Accessibility will be a real relief to New Zealanders suffering from colds and flu this winter, Associate Health Minister David Seymour says.

Associate Health Minister David Seymour has announced that Medsafe has approved 11 cold and flu medicines containing pseudoephedrine. Pharmaceutical suppliers have indicated they might be able to supply the first products in June.

“This is much earlier than the original expectation of medicines being available by 2025. The Government recognised that New Zealanders want these medicines for winter, and we’ve done our part in achieving this by changing the law swiftly and overseeing a fast approval process by Medsafe. The only step left is for pharmaceutical companies to get the medicines to our shores, which they’ve indicated they can do by winter,” Seymour says.

“This accessibility will be a real relief to New Zealanders suffering from colds and flu this winter. They will be able to access the same effective cold and flu medicines that are available in Australia, Canada, the United Kingdom and the United States.”

The Misuse of Drugs (Pseudoephedrine) Amendment Bill has passed its final reading unanimously in the House.
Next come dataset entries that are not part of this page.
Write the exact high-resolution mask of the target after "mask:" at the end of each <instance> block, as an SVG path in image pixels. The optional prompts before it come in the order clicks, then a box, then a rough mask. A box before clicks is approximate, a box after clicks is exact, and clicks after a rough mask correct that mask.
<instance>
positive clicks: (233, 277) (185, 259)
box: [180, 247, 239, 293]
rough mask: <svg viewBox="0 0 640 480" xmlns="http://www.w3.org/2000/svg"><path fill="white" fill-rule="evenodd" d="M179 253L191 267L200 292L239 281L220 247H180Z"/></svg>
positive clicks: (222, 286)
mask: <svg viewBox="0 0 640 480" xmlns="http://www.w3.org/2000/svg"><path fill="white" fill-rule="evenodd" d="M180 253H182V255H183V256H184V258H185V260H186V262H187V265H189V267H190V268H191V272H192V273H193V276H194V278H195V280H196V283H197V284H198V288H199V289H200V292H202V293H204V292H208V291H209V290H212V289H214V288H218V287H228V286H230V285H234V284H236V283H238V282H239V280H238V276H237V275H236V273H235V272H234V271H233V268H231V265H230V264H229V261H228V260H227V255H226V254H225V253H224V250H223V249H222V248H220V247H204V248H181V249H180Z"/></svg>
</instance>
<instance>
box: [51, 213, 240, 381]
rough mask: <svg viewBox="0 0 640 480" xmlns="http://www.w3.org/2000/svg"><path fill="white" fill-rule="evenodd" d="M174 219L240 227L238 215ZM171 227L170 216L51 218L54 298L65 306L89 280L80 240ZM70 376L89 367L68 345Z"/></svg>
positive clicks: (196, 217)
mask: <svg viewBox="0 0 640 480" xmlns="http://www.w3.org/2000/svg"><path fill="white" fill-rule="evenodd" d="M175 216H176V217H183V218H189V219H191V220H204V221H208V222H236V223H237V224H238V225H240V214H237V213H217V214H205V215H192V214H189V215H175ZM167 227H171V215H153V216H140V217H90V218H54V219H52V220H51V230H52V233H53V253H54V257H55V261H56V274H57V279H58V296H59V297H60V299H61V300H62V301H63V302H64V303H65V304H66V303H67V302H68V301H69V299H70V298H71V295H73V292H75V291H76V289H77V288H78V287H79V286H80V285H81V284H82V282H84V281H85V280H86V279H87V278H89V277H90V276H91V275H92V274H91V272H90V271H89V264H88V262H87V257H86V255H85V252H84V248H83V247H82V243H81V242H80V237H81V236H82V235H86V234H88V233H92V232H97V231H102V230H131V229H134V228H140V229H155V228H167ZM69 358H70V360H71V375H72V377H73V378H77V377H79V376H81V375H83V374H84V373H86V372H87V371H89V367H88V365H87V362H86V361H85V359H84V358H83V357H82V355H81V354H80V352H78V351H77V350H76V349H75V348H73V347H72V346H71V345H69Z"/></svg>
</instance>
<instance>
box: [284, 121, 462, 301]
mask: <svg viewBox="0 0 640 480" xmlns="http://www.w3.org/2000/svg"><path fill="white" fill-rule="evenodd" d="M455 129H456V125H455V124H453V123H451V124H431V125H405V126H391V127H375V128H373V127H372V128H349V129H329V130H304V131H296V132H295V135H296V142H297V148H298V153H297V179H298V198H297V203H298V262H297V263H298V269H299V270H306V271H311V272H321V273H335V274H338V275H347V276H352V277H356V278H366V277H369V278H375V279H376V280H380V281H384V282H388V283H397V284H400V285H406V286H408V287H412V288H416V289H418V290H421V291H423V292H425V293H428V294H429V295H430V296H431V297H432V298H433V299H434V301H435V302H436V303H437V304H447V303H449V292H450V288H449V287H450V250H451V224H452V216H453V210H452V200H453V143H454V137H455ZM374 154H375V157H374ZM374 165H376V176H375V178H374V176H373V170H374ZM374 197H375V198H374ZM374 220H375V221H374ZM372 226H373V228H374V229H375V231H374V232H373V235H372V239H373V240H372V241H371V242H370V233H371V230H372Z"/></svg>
The bill reclassifies pseudoephedrine from a Class B to a Class C controlled drug. Along with changes to the Medicines Regulations 1984, this means New Zealanders will be able to purchase cold and flu medicines containing pseudoephedrine from a pharmacy without a prescription.

“New Zealanders have been denied decent cold and flu medication for years because of a misguided ban caused by fears it would be used for methamphetamine production. The reality is that the gangs have far more effective ways of obtaining pseudoephedrine to manufacture methamphetamine and we should tackle these head on instead,” Seymour says.

“Safeguards will remain in place to prevent misuse. It will retain its status as a controlled drug and a precursor substance. While restrictions on importing and exporting these medicines are still in place, and New Zealand Police and New Zealand Customs are able to seize illicit products.”